Henry III (1216-1272)

Henry III was not a very good king. He tried, but somehow he managed either to be ineffective or unpopular, or both. He was the first English king to be a child when he came to power, and that gave plenty of opportunity for various powerful barons to become entrenched. It would have taken a strong king to dislodge them, and Henry was not a strong king.

Henry struggled for years to assert his authority, as various guardians jockeyed for power. He was sixteen before he was allowed to use his personal seal on documents, and then only because he'd appealed to Pope Honorius III for support. He had to get a letter from Pope Gregory IX declaring his minority at an end before he was able to face down all of his "guardians."  He was twenty years old at the time.

Henry was every bit as unsuccessful as his father was, and paid for it in much the same fashion. His invasion of Brittany in 1230 failed, and so did his invasion of Poitou in 1242. As John had done, Henry governed largely on his own authority with selected advisors, without consulting the barons. As his father had done, Henry feuded with the papacy.

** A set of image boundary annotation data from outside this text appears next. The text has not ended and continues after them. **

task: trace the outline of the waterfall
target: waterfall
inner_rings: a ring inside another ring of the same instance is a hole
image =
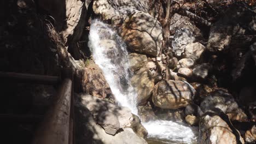
[[[95,63],[102,70],[113,94],[120,105],[129,107],[138,115],[137,94],[131,86],[128,52],[118,34],[97,20],[92,21],[89,46]],[[157,120],[143,123],[148,137],[167,143],[190,143],[196,139],[195,128],[168,121]]]
[[[115,31],[95,20],[90,29],[89,47],[119,104],[138,115],[137,94],[130,81],[131,73],[125,44]]]

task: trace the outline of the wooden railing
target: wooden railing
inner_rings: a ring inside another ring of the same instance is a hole
[[[14,82],[59,85],[53,104],[42,116],[0,115],[2,119],[28,122],[43,118],[37,129],[33,144],[74,144],[74,114],[73,73],[62,70],[61,76],[51,76],[0,72],[0,79]]]

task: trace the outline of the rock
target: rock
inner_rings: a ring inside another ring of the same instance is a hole
[[[149,7],[144,0],[139,2],[136,0],[95,0],[92,9],[96,15],[101,16],[103,20],[110,21],[115,25],[133,11],[148,13]]]
[[[192,70],[187,68],[181,68],[179,69],[178,73],[188,77],[192,75]]]
[[[125,19],[120,35],[131,51],[157,56],[161,46],[162,27],[156,20],[142,11]]]
[[[193,32],[193,25],[189,22],[189,19],[188,17],[175,13],[171,19],[170,31],[174,33],[177,28],[184,28]]]
[[[193,59],[191,58],[182,58],[178,62],[177,65],[177,68],[191,68],[194,65],[194,62]]]
[[[209,93],[213,91],[213,88],[207,85],[198,82],[193,82],[190,84],[196,91],[196,97],[195,97],[194,100],[198,101],[199,104],[201,103]]]
[[[212,52],[222,51],[229,48],[232,41],[235,41],[233,46],[240,44],[236,42],[235,37],[255,33],[255,12],[251,9],[249,5],[241,3],[229,7],[224,16],[211,27],[206,48]],[[253,43],[252,40],[245,44]]]
[[[150,72],[146,68],[141,68],[131,79],[131,83],[138,94],[138,104],[145,103],[152,94],[155,85]]]
[[[195,90],[188,83],[180,81],[159,82],[154,88],[154,104],[164,109],[178,109],[189,105]]]
[[[75,119],[76,143],[147,143],[145,140],[135,134],[131,128],[124,128],[114,136],[109,135],[96,124],[92,114],[83,104],[76,103],[74,109],[77,116]]]
[[[154,121],[157,119],[157,117],[152,110],[149,102],[148,102],[146,105],[138,106],[138,109],[141,119],[143,123]]]
[[[202,37],[200,30],[197,28],[193,21],[190,21],[190,18],[184,16],[181,16],[175,13],[171,19],[171,26],[170,31],[171,33],[174,33],[178,28],[184,28],[193,32],[193,35],[195,37]]]
[[[154,69],[156,67],[156,65],[153,62],[148,62],[146,64],[146,68],[150,70]]]
[[[201,117],[199,123],[198,143],[238,143],[236,136],[242,143],[244,143],[238,131],[235,129],[231,129],[219,116],[206,115]]]
[[[168,67],[169,68],[172,69],[176,66],[177,63],[178,63],[178,59],[176,57],[173,57],[169,59]]]
[[[205,47],[199,43],[190,43],[185,47],[184,55],[186,58],[190,58],[194,61],[199,59]]]
[[[154,112],[158,119],[165,121],[182,122],[185,118],[184,111],[182,109],[167,110],[155,107]]]
[[[133,72],[137,71],[145,65],[147,62],[146,55],[136,53],[131,53],[128,55],[128,60],[129,61],[130,69]]]
[[[106,133],[114,135],[119,129],[131,125],[133,117],[129,108],[117,106],[89,94],[81,93],[79,97],[83,104],[95,117],[97,123],[105,129]]]
[[[130,127],[139,136],[142,138],[146,138],[148,135],[148,131],[141,124],[141,119],[135,115],[132,114],[132,116],[133,117],[133,119]]]
[[[110,135],[114,135],[120,128],[117,116],[108,111],[100,113],[97,117],[97,123],[104,128],[106,133]]]
[[[198,124],[198,118],[193,115],[188,115],[185,118],[186,122],[191,126],[194,126]]]
[[[239,100],[241,104],[248,105],[252,101],[256,101],[256,85],[252,85],[245,86],[241,89],[239,93]]]
[[[256,101],[249,103],[248,107],[250,120],[252,122],[256,122]]]
[[[193,32],[183,28],[176,29],[173,38],[172,42],[172,50],[177,56],[181,56],[185,47],[195,40],[195,38],[193,37]]]
[[[232,95],[224,89],[217,89],[210,93],[201,103],[200,107],[203,112],[214,108],[219,109],[231,121],[248,121],[247,116],[238,107]]]
[[[253,44],[250,46],[250,51],[253,59],[254,59],[255,65],[256,65],[256,43],[253,43]]]
[[[115,57],[115,53],[113,50],[117,47],[117,43],[114,40],[111,39],[102,39],[99,42],[98,45],[100,46],[104,46],[104,47],[107,49],[106,51],[108,57],[114,58]],[[113,59],[112,60],[113,61]]]
[[[201,108],[196,104],[191,104],[186,106],[184,113],[185,115],[193,115],[199,117],[203,115]]]
[[[247,143],[256,143],[256,127],[255,125],[251,129],[246,131],[245,135],[245,141]]]
[[[193,75],[200,79],[205,79],[208,75],[211,68],[209,63],[197,65],[193,70]]]
[[[102,70],[98,66],[90,61],[89,64],[83,70],[82,91],[93,96],[104,98],[109,97],[112,92]],[[90,85],[88,85],[90,83]]]

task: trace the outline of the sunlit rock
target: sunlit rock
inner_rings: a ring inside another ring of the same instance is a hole
[[[195,89],[188,83],[162,80],[154,88],[152,100],[158,107],[175,110],[190,104],[195,93]]]
[[[210,93],[201,103],[203,112],[218,108],[226,113],[231,121],[245,122],[247,116],[239,107],[232,95],[224,89],[216,90]]]
[[[184,55],[186,58],[196,61],[200,58],[205,50],[205,46],[199,43],[190,43],[185,47]]]
[[[137,93],[137,103],[145,103],[152,94],[155,85],[152,74],[147,68],[141,68],[132,77],[131,82]]]
[[[122,25],[120,34],[131,51],[156,57],[162,45],[162,27],[149,14],[132,13]]]
[[[145,65],[147,62],[146,55],[136,53],[130,53],[127,58],[129,61],[130,69],[133,72],[136,71]]]

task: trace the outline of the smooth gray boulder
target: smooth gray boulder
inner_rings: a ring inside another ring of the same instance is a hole
[[[77,116],[75,119],[76,143],[148,143],[129,128],[124,128],[115,135],[107,134],[95,121],[90,111],[82,103],[75,103],[75,115]]]
[[[185,47],[194,40],[195,37],[193,36],[193,32],[191,30],[184,28],[176,28],[172,42],[172,50],[175,55],[181,56]]]
[[[152,100],[161,109],[176,110],[190,104],[195,92],[187,82],[162,80],[154,88]]]
[[[119,129],[131,125],[133,117],[129,108],[116,106],[89,94],[81,93],[79,97],[106,133],[114,135]]]
[[[155,84],[151,73],[146,68],[142,68],[131,79],[131,83],[137,93],[137,102],[143,104],[149,98]]]
[[[128,55],[130,69],[133,71],[136,71],[141,67],[144,66],[148,61],[146,55],[137,53],[131,53]]]
[[[185,47],[185,57],[196,61],[200,58],[205,49],[205,46],[199,43],[190,43]]]
[[[200,107],[203,112],[219,109],[231,121],[248,121],[247,116],[239,107],[233,97],[224,89],[217,89],[210,93],[201,102]]]
[[[162,46],[162,27],[149,14],[135,11],[123,23],[120,35],[131,51],[154,57]]]

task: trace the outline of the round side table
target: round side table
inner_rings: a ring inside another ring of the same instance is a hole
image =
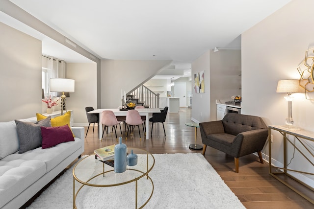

His failures came to a head in 1258, when the barons, led by the Earls of Gloucester and Norfolk, forced Henry to sign the Provisions of Oxford. By these Provisions, Henry was required to govern in consultation with a council of fifteen barons, who would have authority over the judicial system. These fifteen would meet three times a year with twelve other barons in a Parliament. A real Parliament was decades away yet, but the Provisions of Oxford form an important precedent.

The Provisions demonstrated not so much that Henry was weak as that there were limits on how far a king of England could go in ruling on his own. The barons, predictably, overplayed their hand and the king was soon able to ignore many of the Provisions. There was one more baronial revolt, led by Simon de Montfort, but Henry was unlike his father for once: he was victorious in the field (Battle of Evesham, 1267) and ended the rebellion by force. As part of the settlement later that same year, Henry confirmed his adherence to the Magna Carta. He was able to spend his last few years in relative peace.

Henry and the Crusades

Henry III did not go on crusade, but he took the crusading vow in 1250. He bought his way out of it by putting forward his son Edmund as a candidate to become King of Sicily, all part of an elaborate papal scheme to pry the Hohenstaufen out of southern Italy. That plan was an expensive failure, and then Edmund died. But his second son, Edward, took the crusading vow and actually went to the Holy Land in 1270, where he managed to do some good despite a diminutive army.

Both John and Henry were utterly preoccupied with affairs in France and, closely related, with their own internal troubles. Both took crusading vows with the clear understanding that they would go only when things at home had settled down. Things never settled down long enough for them to undertake their own crusade.

Many English knights went to the Holy Land on their own, though. The Templars had a large presence in the kingdom. But England as a nation was both unwilling and unable to come to the aid of Outremer during the reigns of John and Henry.